Live Medfly larvae were found in fruit shipped in December to several locations in the country last December, including Northern and Southern California. USDA suspended imports and now has proposed a treatment protocol leading to a resumption of imports.
USDA proposes to resume importation of Spanish Clementines if the fruit is cold-treated en route to the U.S, and provided that other pre-treatment and post-treatment requirements are met.
The agricultural coalition based its concerns on work by scientific experts who reviewed USDA’s rule. They contend there are significant scientific flaws in the risk assessment, making California vulnerable to Medfly importation.
Bill Pauli, North Coast wine grape grower and Farm Bureau president, said, “USDA is being asked to deliver an expedient political decision and forego the science necessary to support the objective. That’s a path we cannot support.”
“First and foremost, all USDA work is citrus-oriented when the impact of the Mediterranean fruit fly is disastrous to more than 250 host commodities produced in California,” said Richard Matoian, president of the California Grape and Tree Fruit League. “USDA has failed to take into consideration the devastation a Medfly infestation can cause to peaches, plums, nectarines, table grapes and other commodities represented by the League. That is inexcusable.”

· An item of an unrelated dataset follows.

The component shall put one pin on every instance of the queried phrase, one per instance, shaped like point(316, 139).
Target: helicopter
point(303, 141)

Matt McInerney, executive vice president of the Western Growers Association, said inconsistencies in the rule are troubling.
“USDA offers the Spanish grower a much shorter timeframe in which pre-clearance activities must occur while the American grower is subject to a year-round program with government oversight,” said McInerney. “The Spanish industry is allowed to use a Medfly trap deemed unsuitable for domestic agriculture.”
“The USDA arbitrarily extended the length of cold treatment required for shipping without scientific foundation and used a timeframe cited in a Spanish legal document that was already being met, which didn’t work,” coalition leaders said
“The USDA risk assessment ignored other internal reports, focused solely on citrus and was calculated incorrectly,” said McInerney. “These are just a few of the problems in our view, any one of which would threaten our members’ ability to harvest and market their crops domestically and around the world.”
California Citrus Mutual Chief Executive Joel Nelsen acknowledged that USDA’s proposed rule created an unexpected result.
“USDA has managed to accomplish an objective many of us only talk about. The horticultural industry from California to Florida is united in their opposition and parallel comments have been filed by entities in Florida and across the country,” said Nelsen.
The comment period concluded Sept. 9. The USDA will review the record and respond to the issues raised.
“From our perspective, this rule has to be re-drafted because the threat is real, the public relations and economic costs are unthinkable and in the final analysis the science just isn’t there,” said Matoian.